Die Antwort läßt sich beim Blick auf die Bewertungen finden, welche die bürgerliche Gesellschaft in jüngster Zeit bei Umfragen unter den Bürgern dieses Staates erhalten hat. Eine erhebliche Anzahl von ihnen hält die Verteilung von Macht und Eigentum in Staat und Gesellschaft nicht für »gerecht«. Sie halten eine andere Ordnung menschlichen Zusammenlebens für denkbar und wünschenswert, wenn sie auch meist nicht glauben, daß sie erreichbar wäre.
Suchtrupp
Der Begriff Kommunismus ist allerdings geschändet, nur nicht durch einen Versuch, von der Idee zu einer ihr gemäßen geschichtlichen Wirklichkeit zu gelangen, sondern durch seinen Mißbrauch. Die Untaten der Stalin-Ära gingen von Führern einer Partei aus, die sich Kommunistische Partei nannte. Sie wurden auch unter Berufung auf die Begründer des modernen kommunistischen Denkens, auf Marx und Engels, gerechtfertigt. Mit den Vorstellungen, die Marx und Engels, Bebel und Wilhelm Liebknecht, Rosa Luxemburg und Karl Liebknecht von einer Gesellschaft der Zukunft entwickelten und hegten, hat aber das stalinistische Regime nichts gemein. Die Unvereinbarkeit dieser mit jenem läßt sich an deren Schriften dartun. Das ist hinreichend geschehen.

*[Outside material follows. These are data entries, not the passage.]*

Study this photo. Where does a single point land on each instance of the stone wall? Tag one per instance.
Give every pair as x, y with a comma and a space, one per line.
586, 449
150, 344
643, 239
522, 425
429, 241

Nun hat die junge Welt-Redaktion zu einer Konferenz geladen, deren Haupttitel jedenfalls einem Einfall entsprang: »Wo, bitte, geht’s zum Kommunismus?« Gesine Lötzsch hat zum Generalthema einen vernünftigen und klugen Artikel geschrieben. Wer ihn bei einigem Verstand gelesen hatte, zweifelte nicht daran, daß Kommunismus nicht ihr und ihrer Partei Thema, geschweige denn Sorge bilde, sondern allenfalls das und die kommender Generationen werden könne. Ebenso klar war dem Text ihre Ablehnung dessen zu entnehmen, was sie als »Parteikommunismus« bezeichnete, also jener Weg und Anspruch, der sich mit dem Namen der Kommunistischen Partei der Sowjetunion und insbesondere dem Stalins verbindet. Indessen: Allein das klare Bekenntnis dazu, sich auf einen Weg aus dieser bürgerlich-kapitalistischen Gesellschaft zu machen, ausgerüstet und belastet mit mehr Fragen als Anworten, mit Hoffnungen und Zweifeln hat genügt, um Scharen von Politikern und Journalisten auf den Plan zu rufen und alles an Verdrehungen, Beschuldigungen, Verdächtigungen zu erbrechen, was sie irgend hervorwürgen konnten und dazu, nach Verfassungsschutz und Verfassungsrichtern zu verlangen. Die Frau sei eine Kommunistin und sie wolle aus ihrer Partei eine kommunistische machen, ja das sei die getarnt ohnehin großenteils schon.
Taktisches Kalkül
Es würde zu kurz greifen, die Schmutzkampagne einzig dem Unbehagen zuzuschreiben, mit dem die bürgerlichen Parteien und die Sozialdemokratie den nahenden Landtagswahlen 2011 entgegensehen. Wahrscheinlich ist, daß Wähler, indem sie Die Linke bevorzugen, jene einfachen Lösungen verderben, mit denen sich bislang mal diese mal jene kungelnde Landesregierung bauen ließ. Also soll sie so klein wie möglich gehalten werden. Doch hat die Reaktion auf den Zeitungsartikel von Lötzsch mit diesem vergleichsweise kurzfristigen taktischen Kalkül ihr Bewenden nicht. Wie sich am bisherigen Verlauf der Diskussion über das Parteiprogramm der demokratischen Sozialisten zeigt, waren die Hoffnungen, daß sich diese Partei auf den Platz setzt, den die Sozialdemokratie unter der Führung Gerhard Schröders und Franz Münteferings gerade frei gemacht hatte, verfrüht. Und aus gewisser Perspektive war der Beitrag der Kovorsitzenden eine Bestätigung dafür, daß diese Hoffnungen zunächst begraben werden können. Die Enttäuschung traf herb und das erst erklärt die Reaktion, die sich Echo nicht nennen läßt, näher. In ihr drückt sich stärker noch aus, daß der Plan als gescheitert anzusehen ist, alle Ideen und Hoffnungen auf eine andere Gesellschaftsordnung auf den »Müllhaufen der Geschichte« zu entsorgen und für die K- (d.h. die Kapitalismus-)Frage eine finale Lösung zu finden. Die Sieger der Geschichte des Jahres 1989/1990 sind der Dauerhaftigkeit ihres Sieges unsicher geworden. Sie fürchten nicht für morgen. Aber für übermorgen? Und den Deutschen unter den Siegern steckt, um ein über die Generationen lebendig gebliebenes Geschichtsbild anzurufen, Stalingrad in den Knochen.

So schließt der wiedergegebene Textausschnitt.